3. Scheduled to undergo primary, bilateral, cosmetic, sub-muscular, breast augmentation
under general anesthesia (endotracheal or otherwise)

4. American Society of Anesthesiologist (ASA) Physical Class 1-4

5. Able and willing to comply with all study visits and procedures, and with diary
entries through postoperative day 8

6. Able to speak, read, and understand the language of the informed consent form (ICF),
study questionnaires, and other instruments used for collecting subject-reported
outcomes, in order to enable accurate and appropriate responses to pain scales and
other required study assessments

7. Willing and capable of providing written informed consent.

Exclusion Criteria:

A subject will not be eligible for the study if she meets any of the following criteria:

1. Women undergoing reconstructive surgery following mastectomy

2. Pregnancy, nursing, or planning to become pregnant during the study or within one
month after study drug administration.

3. Use of any of the following medications within the times specified before surgery:

1. long-acting opioids within 3 days.

2. Any opioid medication within 24 hours.

4. Concurrent painful physical condition or concurrent surgery that may require analgesic
treatment in the postoperative period for pain that is not strictly related to the
surgical site being administered study drug (e.g., significant pain from other joints,
chronic neuropathic pain, concurrent abdominal surgery, etc.), which have the
potential to confound the postoperative study assessments.

5. Body weight less than 50 kilograms (110 pounds)

6. History of hypersensitivity or idiosyncratic reaction to amide-type local anesthetics,
opioid medication, epinephrine, or sulfites.
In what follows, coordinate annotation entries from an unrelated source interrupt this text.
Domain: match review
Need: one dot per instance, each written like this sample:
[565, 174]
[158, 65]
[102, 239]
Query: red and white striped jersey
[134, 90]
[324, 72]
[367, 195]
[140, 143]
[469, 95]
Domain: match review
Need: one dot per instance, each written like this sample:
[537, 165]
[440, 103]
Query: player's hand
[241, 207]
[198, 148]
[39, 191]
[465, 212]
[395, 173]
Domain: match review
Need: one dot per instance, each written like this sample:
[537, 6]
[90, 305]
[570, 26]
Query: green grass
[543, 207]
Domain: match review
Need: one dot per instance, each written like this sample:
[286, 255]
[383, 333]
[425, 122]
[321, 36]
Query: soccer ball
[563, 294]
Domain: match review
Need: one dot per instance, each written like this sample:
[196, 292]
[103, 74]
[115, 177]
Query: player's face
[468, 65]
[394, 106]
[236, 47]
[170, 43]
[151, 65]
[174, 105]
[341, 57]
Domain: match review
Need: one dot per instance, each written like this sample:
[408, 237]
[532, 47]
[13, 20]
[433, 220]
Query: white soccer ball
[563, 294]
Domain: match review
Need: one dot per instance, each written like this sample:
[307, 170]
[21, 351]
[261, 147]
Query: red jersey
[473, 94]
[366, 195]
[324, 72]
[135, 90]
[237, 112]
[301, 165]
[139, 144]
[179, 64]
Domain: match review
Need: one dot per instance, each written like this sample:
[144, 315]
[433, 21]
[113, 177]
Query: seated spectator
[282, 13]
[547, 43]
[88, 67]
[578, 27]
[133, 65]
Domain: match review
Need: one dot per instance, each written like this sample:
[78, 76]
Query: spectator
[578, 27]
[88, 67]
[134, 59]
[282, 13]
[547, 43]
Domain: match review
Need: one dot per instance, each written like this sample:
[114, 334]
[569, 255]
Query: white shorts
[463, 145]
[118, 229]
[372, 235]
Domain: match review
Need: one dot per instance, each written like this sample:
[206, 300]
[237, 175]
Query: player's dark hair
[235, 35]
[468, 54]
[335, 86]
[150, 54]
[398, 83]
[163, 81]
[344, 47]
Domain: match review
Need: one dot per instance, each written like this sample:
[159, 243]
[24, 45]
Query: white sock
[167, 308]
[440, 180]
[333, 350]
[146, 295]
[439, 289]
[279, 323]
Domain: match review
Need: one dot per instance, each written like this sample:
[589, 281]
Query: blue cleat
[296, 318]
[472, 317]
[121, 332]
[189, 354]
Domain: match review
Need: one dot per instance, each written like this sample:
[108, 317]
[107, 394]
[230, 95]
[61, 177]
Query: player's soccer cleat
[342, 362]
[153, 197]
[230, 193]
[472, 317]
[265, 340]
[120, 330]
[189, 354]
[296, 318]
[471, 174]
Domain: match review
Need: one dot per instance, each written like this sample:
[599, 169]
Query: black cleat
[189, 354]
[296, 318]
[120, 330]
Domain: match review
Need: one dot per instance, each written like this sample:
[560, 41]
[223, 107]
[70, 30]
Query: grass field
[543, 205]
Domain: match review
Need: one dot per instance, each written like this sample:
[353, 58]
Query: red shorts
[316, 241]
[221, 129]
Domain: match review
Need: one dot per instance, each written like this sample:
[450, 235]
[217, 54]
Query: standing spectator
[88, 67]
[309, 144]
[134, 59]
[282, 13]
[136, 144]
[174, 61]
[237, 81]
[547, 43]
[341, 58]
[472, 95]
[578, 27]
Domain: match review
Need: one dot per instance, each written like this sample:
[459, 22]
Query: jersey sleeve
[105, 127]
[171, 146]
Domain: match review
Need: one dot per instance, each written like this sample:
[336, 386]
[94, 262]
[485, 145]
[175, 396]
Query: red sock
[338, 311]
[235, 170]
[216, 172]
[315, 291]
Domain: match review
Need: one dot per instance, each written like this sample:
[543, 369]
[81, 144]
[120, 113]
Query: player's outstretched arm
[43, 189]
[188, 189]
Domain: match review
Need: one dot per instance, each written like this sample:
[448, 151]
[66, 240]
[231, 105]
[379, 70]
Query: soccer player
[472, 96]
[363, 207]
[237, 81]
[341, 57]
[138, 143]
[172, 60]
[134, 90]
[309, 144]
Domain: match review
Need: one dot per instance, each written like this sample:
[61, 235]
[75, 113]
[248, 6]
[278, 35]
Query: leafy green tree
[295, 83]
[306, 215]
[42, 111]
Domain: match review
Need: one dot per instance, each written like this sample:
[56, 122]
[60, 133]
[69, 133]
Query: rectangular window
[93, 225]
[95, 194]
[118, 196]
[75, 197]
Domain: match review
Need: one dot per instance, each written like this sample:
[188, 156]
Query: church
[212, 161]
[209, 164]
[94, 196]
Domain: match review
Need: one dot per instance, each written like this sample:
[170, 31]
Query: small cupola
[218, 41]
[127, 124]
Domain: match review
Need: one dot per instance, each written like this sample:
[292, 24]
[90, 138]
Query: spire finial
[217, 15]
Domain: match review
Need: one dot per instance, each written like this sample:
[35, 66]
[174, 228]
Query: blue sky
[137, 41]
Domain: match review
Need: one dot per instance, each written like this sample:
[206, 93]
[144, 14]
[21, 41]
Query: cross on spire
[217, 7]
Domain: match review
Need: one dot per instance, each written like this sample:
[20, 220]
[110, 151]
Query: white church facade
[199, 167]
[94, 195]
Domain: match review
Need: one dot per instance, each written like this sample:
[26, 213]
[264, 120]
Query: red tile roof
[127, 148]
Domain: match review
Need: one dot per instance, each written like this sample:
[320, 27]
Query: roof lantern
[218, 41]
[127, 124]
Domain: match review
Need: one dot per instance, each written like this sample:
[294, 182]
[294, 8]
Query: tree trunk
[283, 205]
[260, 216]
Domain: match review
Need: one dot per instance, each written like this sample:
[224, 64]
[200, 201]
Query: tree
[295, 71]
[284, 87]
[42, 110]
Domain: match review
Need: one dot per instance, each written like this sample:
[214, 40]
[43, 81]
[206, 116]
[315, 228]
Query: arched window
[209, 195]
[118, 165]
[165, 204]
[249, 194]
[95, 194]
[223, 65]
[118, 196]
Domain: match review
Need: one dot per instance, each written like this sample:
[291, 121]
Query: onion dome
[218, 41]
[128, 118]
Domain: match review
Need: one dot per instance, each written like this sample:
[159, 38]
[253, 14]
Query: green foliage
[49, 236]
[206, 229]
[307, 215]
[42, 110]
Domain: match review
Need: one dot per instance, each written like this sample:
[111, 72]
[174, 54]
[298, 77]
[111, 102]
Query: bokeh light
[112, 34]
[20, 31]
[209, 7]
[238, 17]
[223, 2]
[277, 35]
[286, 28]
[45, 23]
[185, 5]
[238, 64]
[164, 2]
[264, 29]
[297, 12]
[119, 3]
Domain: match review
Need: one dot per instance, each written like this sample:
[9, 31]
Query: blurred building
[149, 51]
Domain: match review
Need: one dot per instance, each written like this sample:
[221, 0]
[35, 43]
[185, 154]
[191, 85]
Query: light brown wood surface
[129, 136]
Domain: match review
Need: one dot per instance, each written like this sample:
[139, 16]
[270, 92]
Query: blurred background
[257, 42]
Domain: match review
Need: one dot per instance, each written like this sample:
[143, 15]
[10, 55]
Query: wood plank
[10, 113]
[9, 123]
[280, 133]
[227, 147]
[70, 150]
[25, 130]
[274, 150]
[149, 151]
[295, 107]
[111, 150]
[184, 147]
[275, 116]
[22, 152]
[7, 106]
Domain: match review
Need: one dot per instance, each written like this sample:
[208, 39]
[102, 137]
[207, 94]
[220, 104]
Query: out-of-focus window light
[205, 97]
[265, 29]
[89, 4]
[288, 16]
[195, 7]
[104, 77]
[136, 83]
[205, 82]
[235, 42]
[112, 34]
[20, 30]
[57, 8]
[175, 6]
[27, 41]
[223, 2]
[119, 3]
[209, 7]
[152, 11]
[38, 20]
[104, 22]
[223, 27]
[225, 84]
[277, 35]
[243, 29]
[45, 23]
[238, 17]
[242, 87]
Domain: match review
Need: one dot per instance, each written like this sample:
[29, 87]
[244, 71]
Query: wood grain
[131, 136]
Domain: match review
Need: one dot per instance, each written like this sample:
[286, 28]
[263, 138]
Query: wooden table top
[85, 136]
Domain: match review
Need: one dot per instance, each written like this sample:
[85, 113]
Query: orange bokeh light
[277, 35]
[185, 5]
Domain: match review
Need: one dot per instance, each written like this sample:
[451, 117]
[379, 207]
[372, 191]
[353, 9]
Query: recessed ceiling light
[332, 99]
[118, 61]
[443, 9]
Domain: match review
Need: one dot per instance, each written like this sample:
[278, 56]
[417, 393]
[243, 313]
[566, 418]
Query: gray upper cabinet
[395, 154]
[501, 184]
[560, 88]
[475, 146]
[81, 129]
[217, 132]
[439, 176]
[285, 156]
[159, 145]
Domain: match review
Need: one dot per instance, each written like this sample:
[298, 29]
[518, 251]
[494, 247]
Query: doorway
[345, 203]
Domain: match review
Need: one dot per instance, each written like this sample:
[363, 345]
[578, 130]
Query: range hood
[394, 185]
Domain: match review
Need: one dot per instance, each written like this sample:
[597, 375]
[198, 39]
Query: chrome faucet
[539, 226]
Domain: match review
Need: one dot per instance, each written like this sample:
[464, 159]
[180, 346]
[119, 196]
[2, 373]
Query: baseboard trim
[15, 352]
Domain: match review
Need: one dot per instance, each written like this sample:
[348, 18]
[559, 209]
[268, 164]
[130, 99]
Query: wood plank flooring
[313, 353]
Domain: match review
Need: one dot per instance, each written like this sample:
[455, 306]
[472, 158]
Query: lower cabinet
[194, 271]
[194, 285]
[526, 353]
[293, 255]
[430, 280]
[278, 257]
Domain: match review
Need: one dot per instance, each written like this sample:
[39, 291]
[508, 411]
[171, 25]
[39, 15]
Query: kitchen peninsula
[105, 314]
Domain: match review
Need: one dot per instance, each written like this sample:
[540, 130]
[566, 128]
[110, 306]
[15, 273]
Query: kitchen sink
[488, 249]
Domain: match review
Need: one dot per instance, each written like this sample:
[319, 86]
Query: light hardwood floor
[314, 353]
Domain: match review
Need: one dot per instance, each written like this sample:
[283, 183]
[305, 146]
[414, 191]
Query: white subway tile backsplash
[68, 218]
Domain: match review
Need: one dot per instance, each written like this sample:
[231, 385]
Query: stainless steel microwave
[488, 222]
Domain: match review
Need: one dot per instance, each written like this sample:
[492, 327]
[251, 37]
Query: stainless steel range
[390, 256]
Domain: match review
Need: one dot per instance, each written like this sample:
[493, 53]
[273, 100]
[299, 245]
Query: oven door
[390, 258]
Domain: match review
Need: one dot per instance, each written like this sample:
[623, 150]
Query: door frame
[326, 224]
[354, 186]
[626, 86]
7. Contraindication to epinephrine, such as concurrent administration of ergot-type
drugs, monoamine oxidase (MAO) inhibitors or antidepressants of tryptoline or
imipramine types, conditions where the production or exacerbation of tachycardia could
provide fatal (e.g., poorly controlled thyrotoxicosis or severe heart disease) or any
other pathological conditions that might be aggravated by the effect of epinephrine.

8. Administration of investigational product within 30 days of 5 elimination half-lives
of such investigational product, whichever is longer, prior to study drug
administration or planned administration of another investigational product or
procedure during the subject's participation in this study.

9. History of, suspected, or known addiction to or abuse of illicit drug(s), prescription
medicine(s), or alcohol within the past 2 years.

10. Uncontrolled anxiety, schizophrenia, or other psychiatric disorder that, in the
opinion of the investigator, may interfere with study assessments or compliance with
the protocol.

11. Significant medical conditions or laboratory results that, in the opinion of the
Investigator, indicate an increased vulnerability to study drugs and procedures, and
expose the subject to an unreasonable risk as a result of participating in this
clinical trial, such as: debilitating diseases, acute illnesses, hypotension, partial
or complete conduction block, impaired cardiac function, untreated hypertension,
advanced arteriosclerotic heart disease, cerebral vascular insufficiency, pre-existing
abnormal neurological or neuromuscular disease (e.g., epilepsy, myasthenia gravis),
advanced liver disease, severe renal impairment, advanced diabetes, co-morbid
conditions associated with an immunocompromised status such as blood dyscrasias,
HIV/AIDS, or recent chemotherapy.

In addition, the subject will be ineligible to receive study drug if she meets the
following criteria during surgery:

12. Any clinically significant event or condition uncovered during the surgery (e.g.,
excessive bleeding, acute sepsis) that might render the subject medically unstable or
complicate the subject's postoperative course.